No ano passado foram R$ 170 milhões utilizados pela Embrapa em pesquisas e, desse montante, apenas 4% foi usado para a pequena agricultura. São recursos públicos de uma empresa pública trabalhando para interesses privados, e essa discussão tem uma relação direta com a soberania nacional.
Há uma série de outras lutas também protagonizadas por camponeses e povos tradicionais na defesa da soberania sobre os territórios, como a resistência à Usina Hidrelétrica de Belo Monte e também outras batalhas a nível nacional como a recente oposição às modificações propostas ao Código Florestal. A Cúpula dos Povos pretendeu ser também um espaço de confluência dessas lutas. Como a campanha se articula com essas outras bandeiras?

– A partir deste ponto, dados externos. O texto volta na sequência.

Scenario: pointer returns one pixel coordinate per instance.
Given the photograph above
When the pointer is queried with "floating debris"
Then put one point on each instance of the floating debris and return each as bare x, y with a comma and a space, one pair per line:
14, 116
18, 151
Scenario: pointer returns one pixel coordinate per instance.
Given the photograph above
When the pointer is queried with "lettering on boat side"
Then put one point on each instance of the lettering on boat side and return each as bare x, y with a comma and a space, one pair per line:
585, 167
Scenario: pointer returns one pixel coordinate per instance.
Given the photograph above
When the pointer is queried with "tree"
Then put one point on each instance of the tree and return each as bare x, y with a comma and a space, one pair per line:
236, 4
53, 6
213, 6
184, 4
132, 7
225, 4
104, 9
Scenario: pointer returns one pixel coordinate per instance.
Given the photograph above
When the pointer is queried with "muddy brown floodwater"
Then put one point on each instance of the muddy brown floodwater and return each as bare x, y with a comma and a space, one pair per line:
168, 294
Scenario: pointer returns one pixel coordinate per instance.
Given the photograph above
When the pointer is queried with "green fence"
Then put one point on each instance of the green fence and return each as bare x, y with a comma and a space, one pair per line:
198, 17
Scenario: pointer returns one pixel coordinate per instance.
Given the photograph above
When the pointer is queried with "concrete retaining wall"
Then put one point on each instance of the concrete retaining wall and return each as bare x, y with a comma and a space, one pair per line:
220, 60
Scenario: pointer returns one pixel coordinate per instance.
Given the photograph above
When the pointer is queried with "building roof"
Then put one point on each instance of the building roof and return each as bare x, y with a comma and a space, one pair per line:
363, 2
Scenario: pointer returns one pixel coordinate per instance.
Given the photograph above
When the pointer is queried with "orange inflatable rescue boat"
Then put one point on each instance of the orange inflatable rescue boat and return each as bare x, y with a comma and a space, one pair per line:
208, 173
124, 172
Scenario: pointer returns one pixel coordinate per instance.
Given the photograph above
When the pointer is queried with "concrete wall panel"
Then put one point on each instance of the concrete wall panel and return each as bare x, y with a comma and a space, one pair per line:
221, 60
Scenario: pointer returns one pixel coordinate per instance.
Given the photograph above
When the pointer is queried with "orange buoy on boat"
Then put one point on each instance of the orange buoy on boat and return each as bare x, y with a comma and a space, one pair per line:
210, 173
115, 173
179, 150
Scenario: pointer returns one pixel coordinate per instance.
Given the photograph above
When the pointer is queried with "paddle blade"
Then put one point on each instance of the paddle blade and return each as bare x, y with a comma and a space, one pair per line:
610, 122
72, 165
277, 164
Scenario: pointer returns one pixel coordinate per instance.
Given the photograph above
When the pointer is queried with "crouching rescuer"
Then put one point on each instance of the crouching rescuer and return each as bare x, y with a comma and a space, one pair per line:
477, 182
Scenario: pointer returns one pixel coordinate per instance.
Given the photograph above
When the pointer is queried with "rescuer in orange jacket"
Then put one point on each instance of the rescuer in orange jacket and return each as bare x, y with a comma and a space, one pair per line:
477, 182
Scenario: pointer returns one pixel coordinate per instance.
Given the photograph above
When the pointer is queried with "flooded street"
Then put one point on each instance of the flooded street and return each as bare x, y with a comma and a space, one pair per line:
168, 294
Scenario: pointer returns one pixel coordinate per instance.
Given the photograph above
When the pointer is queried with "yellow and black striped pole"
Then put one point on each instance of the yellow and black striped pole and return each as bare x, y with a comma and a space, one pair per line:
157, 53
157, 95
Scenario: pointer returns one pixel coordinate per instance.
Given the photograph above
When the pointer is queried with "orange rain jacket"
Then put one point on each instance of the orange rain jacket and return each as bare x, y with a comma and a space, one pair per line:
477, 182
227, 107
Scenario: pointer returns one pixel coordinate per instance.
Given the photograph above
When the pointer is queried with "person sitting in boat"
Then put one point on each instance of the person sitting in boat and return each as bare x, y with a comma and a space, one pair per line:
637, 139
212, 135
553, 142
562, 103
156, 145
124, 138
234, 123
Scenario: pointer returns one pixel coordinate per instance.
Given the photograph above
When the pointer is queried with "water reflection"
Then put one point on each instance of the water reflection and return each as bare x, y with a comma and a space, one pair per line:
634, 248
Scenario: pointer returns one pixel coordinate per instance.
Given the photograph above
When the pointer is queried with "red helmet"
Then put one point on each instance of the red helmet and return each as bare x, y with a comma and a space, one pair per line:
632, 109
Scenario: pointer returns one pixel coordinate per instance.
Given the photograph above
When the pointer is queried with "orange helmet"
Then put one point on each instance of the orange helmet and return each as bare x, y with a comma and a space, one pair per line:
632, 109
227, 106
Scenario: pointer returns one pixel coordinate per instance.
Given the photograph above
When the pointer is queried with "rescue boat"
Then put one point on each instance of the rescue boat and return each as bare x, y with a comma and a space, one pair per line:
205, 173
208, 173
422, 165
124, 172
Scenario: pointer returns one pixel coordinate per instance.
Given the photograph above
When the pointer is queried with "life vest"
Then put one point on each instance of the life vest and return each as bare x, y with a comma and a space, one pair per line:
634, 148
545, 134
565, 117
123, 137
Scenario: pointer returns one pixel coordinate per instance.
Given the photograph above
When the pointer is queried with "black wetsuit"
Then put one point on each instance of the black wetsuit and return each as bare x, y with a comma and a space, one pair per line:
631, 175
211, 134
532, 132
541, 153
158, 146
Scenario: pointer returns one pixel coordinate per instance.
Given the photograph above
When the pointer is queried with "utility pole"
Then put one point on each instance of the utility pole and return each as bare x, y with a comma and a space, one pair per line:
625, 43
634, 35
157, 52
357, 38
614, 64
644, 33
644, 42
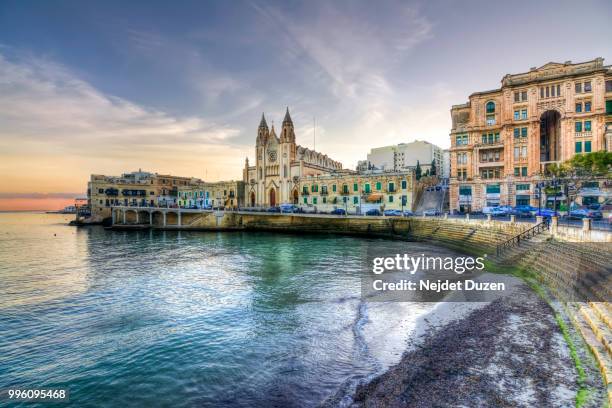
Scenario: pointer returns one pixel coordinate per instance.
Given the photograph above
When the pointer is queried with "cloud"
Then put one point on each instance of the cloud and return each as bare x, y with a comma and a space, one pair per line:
56, 129
38, 196
44, 102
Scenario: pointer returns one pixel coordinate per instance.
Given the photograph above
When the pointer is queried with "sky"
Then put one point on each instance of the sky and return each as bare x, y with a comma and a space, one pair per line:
108, 87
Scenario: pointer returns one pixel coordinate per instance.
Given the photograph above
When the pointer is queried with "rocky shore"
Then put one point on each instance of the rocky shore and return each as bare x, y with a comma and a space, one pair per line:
508, 353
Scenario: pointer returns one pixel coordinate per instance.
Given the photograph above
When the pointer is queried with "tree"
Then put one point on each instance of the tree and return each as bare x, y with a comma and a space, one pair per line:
433, 168
591, 164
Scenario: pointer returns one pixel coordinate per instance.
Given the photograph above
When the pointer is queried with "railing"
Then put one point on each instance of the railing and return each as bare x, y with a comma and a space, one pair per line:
527, 234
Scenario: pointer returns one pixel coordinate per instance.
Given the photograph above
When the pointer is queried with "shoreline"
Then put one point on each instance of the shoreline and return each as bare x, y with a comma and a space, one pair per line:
509, 352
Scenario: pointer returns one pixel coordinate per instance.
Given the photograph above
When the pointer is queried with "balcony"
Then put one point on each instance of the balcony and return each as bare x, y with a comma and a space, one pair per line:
584, 134
498, 163
495, 145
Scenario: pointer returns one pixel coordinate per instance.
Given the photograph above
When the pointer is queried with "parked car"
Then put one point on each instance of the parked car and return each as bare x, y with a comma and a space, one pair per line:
546, 213
392, 213
290, 208
523, 211
585, 213
431, 212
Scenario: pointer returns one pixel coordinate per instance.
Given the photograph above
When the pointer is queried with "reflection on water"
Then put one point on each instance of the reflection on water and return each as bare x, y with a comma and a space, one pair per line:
189, 319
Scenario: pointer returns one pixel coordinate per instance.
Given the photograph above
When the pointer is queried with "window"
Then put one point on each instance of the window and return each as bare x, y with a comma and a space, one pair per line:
578, 126
578, 148
461, 140
493, 189
465, 190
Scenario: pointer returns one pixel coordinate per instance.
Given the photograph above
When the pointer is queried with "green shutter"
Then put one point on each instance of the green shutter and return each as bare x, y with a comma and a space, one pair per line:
578, 127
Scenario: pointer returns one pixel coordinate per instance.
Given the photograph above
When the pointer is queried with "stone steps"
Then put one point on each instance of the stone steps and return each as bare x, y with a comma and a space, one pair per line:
599, 351
600, 329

A Campanha entra no debate sobre o modelo de sociedade e o modelo de produção a partir dos agrotóxicos, mas não fica nisso. Onde conseguimos convergir com o conjunto de lutas? Entrando pela porta da problemática causada pelos agrotóxicos, acabamos discutindo o problema colocado para toda a sociedade – que é o modelo de sociedade capitalista que a gente vive e a forma de produzir no campo em nível mundial, que também é essa forma capitalista de produção, sob domínio e controle das empresas transnacionais. Dessa forma, acabamos conseguindo manter um diálogo com esse conjunto de atores sociais que está fazendo luta pelo mundo afora. Belo Monte, por exemplo, e todas essas grandes obras estão sendo feitas para atender interesses das empresas.
No caso de Belo Monte, há um interesse privado de apropriação da água. O Brasil é um dos países que mais exporta água no mundo, mas como exportamos água? Levamos para fora em garrafinhas? Não, as empresas vêm para cá para trabalharem em atividades que necessitam muita água para produção. Ao invés de produzirem em seus países de origem, que em geral não têm muita água, vem para cá, produzem aqui, utilizam água e depois exportam a fruta, o eucalipto, a carne, vários outros produtos. Então é uma forma de exportação de água que vai de forma secundarizada.
As grandes obras têm relação com esse papel que o Estado brasileiro acaba cumprindo de dar condições para que o modelo de sociedade capitalista siga se desenvolvendo, siga se apropriando daquilo que é de interesse público. Queremos dialogar com o povo, temos de debater a partir dos problemas reais, das contradições e ir elevando o nível de consciência da sociedade. Não são poucas pessoas que vão fazer as transformações, são as grandes massas.
Hoje, o agrotóxico é um problema de saúde pública que a sociedade está sentindo, e este problema acaba apontando para discutir também o modelo de sociedade e de produção. Precisamos avançar para construir processos de luta mais contínuos e orquestrados em nível internacional: assim como o capital não tem pátria, a luta dos povos também não pode ter pátria. Temos de fazer uma luta global, internacional, casando processos de luta, para que a gente possa parar a Dow lá na Europa e ter impacto aqui no Brasil.